Here’s some of Mr. Knee’s report.
“Heightening competition, local politics and imminent labor contract talks pose huge challenges for U.S. Pacific ports and marine terminal operators trying to stay attractive to shippers, leading executives with a pair of industry advocacy organizations and a veteran freight-watching journalist told an audience from the shipper, carrier, logistics and port sectors over lunch in Oakland on Thursday.

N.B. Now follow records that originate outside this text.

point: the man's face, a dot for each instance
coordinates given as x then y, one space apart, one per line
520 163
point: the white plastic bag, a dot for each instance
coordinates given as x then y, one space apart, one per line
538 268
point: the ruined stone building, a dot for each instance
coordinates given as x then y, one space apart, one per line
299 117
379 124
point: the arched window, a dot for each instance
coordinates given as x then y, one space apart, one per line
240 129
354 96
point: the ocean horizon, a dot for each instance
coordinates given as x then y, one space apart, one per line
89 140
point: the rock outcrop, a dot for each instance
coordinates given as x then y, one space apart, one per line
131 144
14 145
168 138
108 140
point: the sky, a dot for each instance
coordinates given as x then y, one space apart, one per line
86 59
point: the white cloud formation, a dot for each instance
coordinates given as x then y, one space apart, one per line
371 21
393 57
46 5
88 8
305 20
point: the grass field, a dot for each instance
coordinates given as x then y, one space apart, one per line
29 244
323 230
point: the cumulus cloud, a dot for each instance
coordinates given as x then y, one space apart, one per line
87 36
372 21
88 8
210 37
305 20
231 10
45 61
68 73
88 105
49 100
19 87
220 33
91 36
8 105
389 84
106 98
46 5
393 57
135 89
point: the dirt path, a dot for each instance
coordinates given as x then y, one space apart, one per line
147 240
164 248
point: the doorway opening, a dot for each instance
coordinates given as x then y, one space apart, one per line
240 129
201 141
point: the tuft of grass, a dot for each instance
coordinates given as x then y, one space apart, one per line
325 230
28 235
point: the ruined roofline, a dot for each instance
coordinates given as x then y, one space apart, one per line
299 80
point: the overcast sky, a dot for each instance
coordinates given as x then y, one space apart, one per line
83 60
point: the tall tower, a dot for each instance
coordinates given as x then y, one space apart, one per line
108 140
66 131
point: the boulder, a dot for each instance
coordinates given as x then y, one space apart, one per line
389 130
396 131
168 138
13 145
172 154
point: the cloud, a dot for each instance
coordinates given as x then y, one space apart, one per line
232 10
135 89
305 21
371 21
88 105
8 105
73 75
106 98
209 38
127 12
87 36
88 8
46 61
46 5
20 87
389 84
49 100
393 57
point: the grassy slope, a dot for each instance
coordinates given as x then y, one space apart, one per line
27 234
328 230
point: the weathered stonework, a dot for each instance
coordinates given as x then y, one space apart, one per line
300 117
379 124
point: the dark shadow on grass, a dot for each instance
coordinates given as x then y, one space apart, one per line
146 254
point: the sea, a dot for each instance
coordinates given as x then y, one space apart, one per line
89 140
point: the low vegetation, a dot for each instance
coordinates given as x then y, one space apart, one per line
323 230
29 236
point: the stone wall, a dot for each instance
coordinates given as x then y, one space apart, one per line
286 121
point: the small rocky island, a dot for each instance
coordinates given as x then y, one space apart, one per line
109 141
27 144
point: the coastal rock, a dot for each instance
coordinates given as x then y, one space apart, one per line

“West Coast ports and terminal managers need to operate efficiently, reliably and in a business-friendly manner, and must control operating costs to compete with cargo load centers on the East Coast and in Prince Rupert, Canada, said Presidents John McLaurin of the Pacific Merchant Shipping Association and James McKenna of the Pacific Maritime Association, and senior editor Bill Mongelluzzo of The Journal of Commerce at the Ports and Terminals Luncheon sponsored annually by the Pacific Transportation Association …
“The two main factors that shippers will weigh, he (McKenna) said, are the total cost of landing goods and which ports can handle cargo reliably and efficiently …
“Part of a port’s attractiveness stems from a perception that it is a ‘happy place with happy people,’ and (CEO) Lytle’s departure from Long Beach made it clear that that port authority was having internal problems, Mongelluzzo said …” –
We’ve sent lengthy faxes and letters to each of the above-named individuals. They know all about our “efficient, reliable, space-saving, cost-effective, programmed and patented storage and retrievable system.”
And they know all about our in-house delivery system. The real problem, as they see it, is that our systems will solve all the problems that require their annual attendance at Ports and Terminals Luncheons and maritime related conferences around the country.
Maintaining the primitive, problem-infested status quo is all that’s important to port and terminal executives – otherwise nothing would justify their six-figure salaries and exalted positions.